A Blind Spot for Boys

Holding my crutches in one hand and the handrail with the other, I hobbled up to my bedroom, feeling fortunate to call this space mine. In fact, our small cottage now seemed palatial compared to our tent. Tired, I set Quattro’s camera down on my desk. A moment later, my cell phone, which I had left charging at my bedside, rang. All feelings of weariness disappeared. I lunged for it, hoping, hoping, hoping. But it was my brother Max, his smile beaming back at me from a photo I had shot of him long ago.

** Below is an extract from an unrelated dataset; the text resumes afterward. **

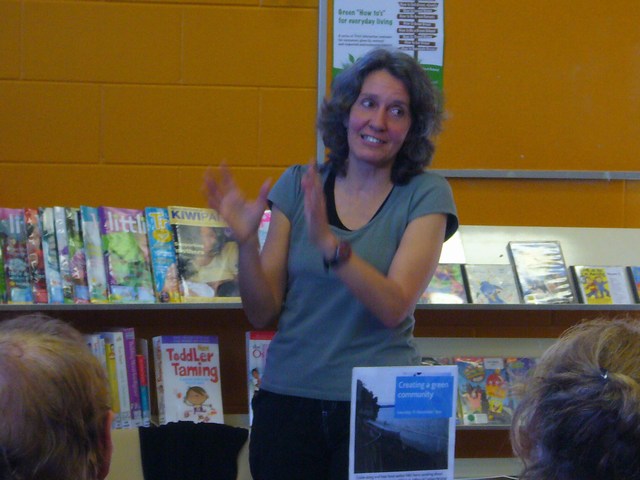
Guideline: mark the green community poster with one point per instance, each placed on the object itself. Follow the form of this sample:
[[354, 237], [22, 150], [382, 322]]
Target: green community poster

After spending the last year avoiding Max, I was a little worried about this conversation. I needn’t have been. His first “Shana!” was so enthusiastic, he might have been throwing his arms around me. As usual, he spoke at warp speed, squeezing a billion thoughts into a minute: How’s your ankle? Bloated up like a sausage? Can you believe you were in a mudslide? So were you doing early training for the Tough Mudder, or what? What do you mean, you don’t know about the Tough Mudder? It’s this obstacle course race designed by the British Special Forces. There’s an event where you crawl through mud under barbed wire. One wrong move, and BAM! You get literally nailed. Blood streaming from your head. So you wanna do it with me?

The barrage suddenly stopped. Silence is never golden when it comes to Max. It’s molten with burning questions. I braced myself by picking up the camera, switching it back on.

Max didn’t disappoint, saying bluntly, “I’ve been meaning to apologize about being a dick.”

I grimaced and moved to the comfort of my bed. “Do we have to do this now?”

“We should have done this months ago! Look, I shouldn’t have barged into your life like that.”

“Yeah, it was humiliating.”

But Max’s so-called betrayal was nothing more than him being overprotective, no different from Dad’s response to my sprained ankle. And no different from why I had wanted to barge in on Helen’s life and ask her what the heck she was doing with a narcissist like Hank. He may have had some redeeming characteristics, but he was still so self-absorbed, there was no room in a relationship for more than him and his ego.

“I was an asshole,” Max said.

“Nah, I know you pest-controlled him because you cared.”

“Pest-controlled?” Startled into laughter, he asked, “What are you talking about?”

“Scare tactics. You know how we use vibrations to scare off moles? Well, you yelling at Dom pretty much did that.”

“Whoa, pest controlling.”

“Yeah, in front of half the business school.”

He groaned. “I thought you were going to die on the spot.”

“I would have if the party had been in a frat. I would never have lived that down. You know how many kids from our school go to UW, right? People would have talked about that until I was eighty.” Mortifying almost a year ago, humorous now. Max’s boom of laughter reminded me of all the times he had tossed keys, balls, and my own stuffed animals at me to “train” my reflexes. All the hours he’d spent with me at parks, teaching me the art of throwing the perfect spiraling football. He was the real reason why I was so comfortable with guys, able to joke around with them, hold my own.

I told Max in a soft voice, “To be honest, I’m glad you did what you did.”

“What the hell was I thinking?”

“It was love,” I said, remembering what Quattro had told me. “Love makes everyone a little crazy.”

Max cleared his throat, uncomfortable with the love talk. “Well, you better tell your new guy—”

“There is no new guy!”

“Not according to Mom. So if the new guy does anything to hurt you, I’m kicking his butt.”

“You taught me to kick butt on my own.”

“That’s because you’re one Tough Mudder.”

“I am.”

“Great, I’ll send you the training schedule. Not sure how we’ll train for the Arctic Enema. Or the Electroshock Therapy. But we’ll figure it out.”

“The what? Wait, I’m not signing up—”

“Awesome. See you after Guatemala.” I heard a last evil cackle before the dial tone buzzed in my ear. I grinned. My brother was back.



Jet lag, a full belly, and a long day of travel should have left me catatonic, but the conversation with Max had pumped me up too much to sleep. Possibly the image of plunging into a floating iceberg abyss in the Tough Mudder and hauling myself out before I went hypothermic had something to do with my insomnia. So I braved the stairs—not the easiest task on a sprained ankle—and retrieved the computer I had left downstairs. Hopping one-legged back up the steps with the laptop under my arm, I felt like I was already training for the obstacle race.

Safe on my bed, I opened the computer. While I may have skipped through the photos Quattro had taken of me, I was snagged on Mrs. Harris’s pronouncement: I wasn’t just a girl to him. But what if she was wrong? The thought made me so sad that I scrolled through the photos, picking a random one to open. Stesha, standing next to a gnarled tree wearing the same soul-seeking expression when she asked me what I was supposed to learn in Peru: What’s your purpose for being here?